La lucha por el profesionalismo no fue un regalo institucional: fue empujada por jugadoras, entrenadoras y militantes que durante años reclamaron igualdad. En 2019, Macarena Sánchez, entonces futbolista de UAI Urquiza denunció públicamente a su club y a la AFA por despido injustificado. Su reclamo se convirtió en símbolo y motor del cambio. Gracias a ese gesto la AFA anunció la firma de ocho contratos mínimos por club. Desde entonces, el fútbol femenino empezó a escribirse en presente.
Pero el presente no alcanza. “Ser profesional es poder vivir de esto” , dijo Romina Núñez. No tener que elegir entre entrenar o trabajar en otra cosa.” La frase quedó resonando en la red, más allá de los 90 minutos.
Las tardes en los predios de Buenos Aires siguen teniendo la misma rutina: música bajita de fondo, olor a linimento, la charla previa antes de salir a la cancha. Las jugadoras se acomodan los botines, se cruzan miradas y sonríen. Algunas cursan carreras universitarias, otras trabajan en comercios o dan clases de fútbol infantil. Todas comparten el mismo deseo: que la palabra profesional deje de ser una promesa y se vuelva una realidad cotidiana.
Hay un brillo particular en sus miradas cuando cae la tarde y la pelota rueda bajo los focos encendidos. No hay cámaras, ni tribunas llenas pero hay dignidad. El viento levanta el polvo de la cancha, una bufanda violeta flamea en la reja, y alguien grita desde el banco: “¡Vamos, que falta poco!”.

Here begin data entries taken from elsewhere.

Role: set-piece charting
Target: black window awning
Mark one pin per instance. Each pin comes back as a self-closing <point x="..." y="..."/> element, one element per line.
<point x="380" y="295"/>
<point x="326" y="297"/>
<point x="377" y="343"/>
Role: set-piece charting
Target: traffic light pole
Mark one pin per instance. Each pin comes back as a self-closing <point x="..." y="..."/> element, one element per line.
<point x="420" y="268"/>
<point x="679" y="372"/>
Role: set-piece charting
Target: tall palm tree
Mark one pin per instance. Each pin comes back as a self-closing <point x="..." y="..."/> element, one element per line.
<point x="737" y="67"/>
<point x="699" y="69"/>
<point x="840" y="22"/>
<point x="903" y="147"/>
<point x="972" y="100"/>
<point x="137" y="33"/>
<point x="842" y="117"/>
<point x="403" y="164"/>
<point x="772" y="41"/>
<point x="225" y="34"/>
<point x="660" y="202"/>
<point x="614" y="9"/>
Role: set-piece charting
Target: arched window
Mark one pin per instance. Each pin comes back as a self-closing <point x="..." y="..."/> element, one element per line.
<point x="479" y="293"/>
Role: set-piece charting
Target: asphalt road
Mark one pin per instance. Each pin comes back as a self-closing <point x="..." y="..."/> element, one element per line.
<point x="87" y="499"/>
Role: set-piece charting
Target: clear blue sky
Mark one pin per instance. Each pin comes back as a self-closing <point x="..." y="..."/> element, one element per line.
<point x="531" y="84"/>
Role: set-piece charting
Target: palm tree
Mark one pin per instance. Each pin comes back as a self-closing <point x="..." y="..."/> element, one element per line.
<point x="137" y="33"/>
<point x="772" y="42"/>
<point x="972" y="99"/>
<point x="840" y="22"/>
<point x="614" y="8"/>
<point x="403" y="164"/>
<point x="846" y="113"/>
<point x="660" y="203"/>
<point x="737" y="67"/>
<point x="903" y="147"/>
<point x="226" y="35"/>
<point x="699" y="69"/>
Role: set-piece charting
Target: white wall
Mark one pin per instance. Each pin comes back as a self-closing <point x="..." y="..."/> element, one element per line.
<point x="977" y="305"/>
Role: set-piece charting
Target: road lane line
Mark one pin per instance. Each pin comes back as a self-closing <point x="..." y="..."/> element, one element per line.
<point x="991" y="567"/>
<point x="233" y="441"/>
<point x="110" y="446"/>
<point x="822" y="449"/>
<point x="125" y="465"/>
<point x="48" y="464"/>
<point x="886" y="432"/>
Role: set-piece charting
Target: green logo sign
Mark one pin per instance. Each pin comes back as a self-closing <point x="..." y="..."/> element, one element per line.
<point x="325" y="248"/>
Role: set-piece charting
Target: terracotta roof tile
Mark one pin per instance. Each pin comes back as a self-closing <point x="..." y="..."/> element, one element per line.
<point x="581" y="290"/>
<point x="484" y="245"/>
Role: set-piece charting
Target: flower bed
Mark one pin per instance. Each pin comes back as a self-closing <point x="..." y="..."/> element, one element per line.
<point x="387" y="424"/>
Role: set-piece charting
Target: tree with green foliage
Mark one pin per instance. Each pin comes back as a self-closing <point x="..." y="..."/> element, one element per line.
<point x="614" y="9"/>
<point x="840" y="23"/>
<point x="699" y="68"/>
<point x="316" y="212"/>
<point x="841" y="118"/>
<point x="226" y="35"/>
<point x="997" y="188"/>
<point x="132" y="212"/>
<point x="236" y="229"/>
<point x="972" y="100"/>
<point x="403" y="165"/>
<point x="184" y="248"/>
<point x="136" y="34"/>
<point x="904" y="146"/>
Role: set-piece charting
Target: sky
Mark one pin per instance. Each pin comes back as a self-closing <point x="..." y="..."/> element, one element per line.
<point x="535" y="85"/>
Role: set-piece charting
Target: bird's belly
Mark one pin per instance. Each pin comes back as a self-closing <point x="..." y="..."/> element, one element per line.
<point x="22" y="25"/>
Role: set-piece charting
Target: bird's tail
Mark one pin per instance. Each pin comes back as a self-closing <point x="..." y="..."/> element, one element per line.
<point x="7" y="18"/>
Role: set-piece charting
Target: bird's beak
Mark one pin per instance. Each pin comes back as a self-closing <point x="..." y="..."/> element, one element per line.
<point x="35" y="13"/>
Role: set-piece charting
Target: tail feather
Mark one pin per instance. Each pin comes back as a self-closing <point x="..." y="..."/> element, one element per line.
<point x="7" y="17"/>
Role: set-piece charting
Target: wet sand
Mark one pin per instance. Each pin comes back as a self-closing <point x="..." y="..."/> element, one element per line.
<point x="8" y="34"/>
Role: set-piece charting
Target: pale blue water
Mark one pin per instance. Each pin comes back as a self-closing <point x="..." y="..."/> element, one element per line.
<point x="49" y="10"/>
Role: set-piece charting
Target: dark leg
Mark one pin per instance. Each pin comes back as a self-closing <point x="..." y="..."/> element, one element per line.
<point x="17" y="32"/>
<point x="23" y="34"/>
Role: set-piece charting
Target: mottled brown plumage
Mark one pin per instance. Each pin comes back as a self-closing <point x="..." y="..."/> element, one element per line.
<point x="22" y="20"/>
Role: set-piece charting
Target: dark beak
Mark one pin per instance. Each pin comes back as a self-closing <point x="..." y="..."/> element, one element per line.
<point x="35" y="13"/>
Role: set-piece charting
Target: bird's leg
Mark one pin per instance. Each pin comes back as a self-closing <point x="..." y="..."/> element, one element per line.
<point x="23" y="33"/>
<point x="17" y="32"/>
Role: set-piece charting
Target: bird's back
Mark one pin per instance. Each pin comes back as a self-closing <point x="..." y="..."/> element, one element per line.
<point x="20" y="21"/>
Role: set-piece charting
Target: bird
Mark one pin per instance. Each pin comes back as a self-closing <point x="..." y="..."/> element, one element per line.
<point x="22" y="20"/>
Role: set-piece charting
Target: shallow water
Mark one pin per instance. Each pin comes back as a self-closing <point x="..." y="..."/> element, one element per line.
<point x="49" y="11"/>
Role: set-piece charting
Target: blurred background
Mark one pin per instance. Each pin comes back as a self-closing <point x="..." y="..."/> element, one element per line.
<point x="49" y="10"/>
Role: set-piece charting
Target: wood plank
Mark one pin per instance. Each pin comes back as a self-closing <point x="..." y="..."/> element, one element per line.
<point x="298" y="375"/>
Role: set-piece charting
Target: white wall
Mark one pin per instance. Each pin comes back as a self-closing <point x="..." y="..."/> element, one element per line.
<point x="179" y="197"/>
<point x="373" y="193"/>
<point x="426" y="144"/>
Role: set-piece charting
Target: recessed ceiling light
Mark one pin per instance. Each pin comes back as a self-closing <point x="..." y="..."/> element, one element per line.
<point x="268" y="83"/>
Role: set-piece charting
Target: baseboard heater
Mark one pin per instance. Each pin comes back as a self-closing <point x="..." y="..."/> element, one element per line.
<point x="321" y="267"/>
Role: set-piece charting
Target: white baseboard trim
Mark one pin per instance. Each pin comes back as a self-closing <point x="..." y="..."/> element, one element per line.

En ese instante, el fútbol femenino argentino se parece a su propio país: imperfecto, desigual, lleno de talento y esperanza. Cada pase es una afirmación de existencia y cada gol, un pequeño acto de reparación.
En 2025, el fútbol femenino en Argentina vive un momento de expansión institucional, aunque contradictorio. Este año se presentó el segundo torneo de la Primera División A con un nuevo formato de zonas y fases eliminatorias, en el que participaron 17 equipos. Además, la Copa Federal Femenina — torneo que articula clubes de la primera división con equipos del interior del país — concretó una edición más, gracias al apoyo del programa de desarrollo de la FIFA, con lo que la visibilidad y cobertura del fútbol femenino se amplían más allá del conurbano bonaerense.
Pero el crecimiento formal convive con viejas precariedades: según reportes recientes de 2025, buena parte de las jugadoras aún sostienen trabajos fuera del deporte, y muchos clubes siguen intentando cumplir con las exigencias de infraestructura, contratos y espacios exclusivos. Aun así, la apuesta se mantiene: desde la AFA se volvió a comprometer un proyecto de predio Maite Galarza exclusivo para las selecciones femeninas, con la esperanza de avanzar hacia una estructura más estable y profesional.
El año 2025, con sus aciertos e insuficiencias, retrata bien la paradoja actual: más espacios, torneos y oportunidades —pero también un largo camino por recorrer para que “ser profesional” deje de sonar a ideal y se transforme en derechos garantizados.
Aunque el futuro siga corriendo con la camiseta transpirada, hay una certeza que no se borra: el fútbol femenino ya no puede ser silenciado. Quizás, algún día, cuando ya no haya que aclarar si son profesionales y ellas mismas se rían de todo esto. Tal vez entonces las canchas huelan solo a pasto mojado y no a lucha. Mientras tanto siguen jugando. Porque cada pelota que echan a rodar es una promesa que tarde o temprano, el fútbol va a tener que cumplir.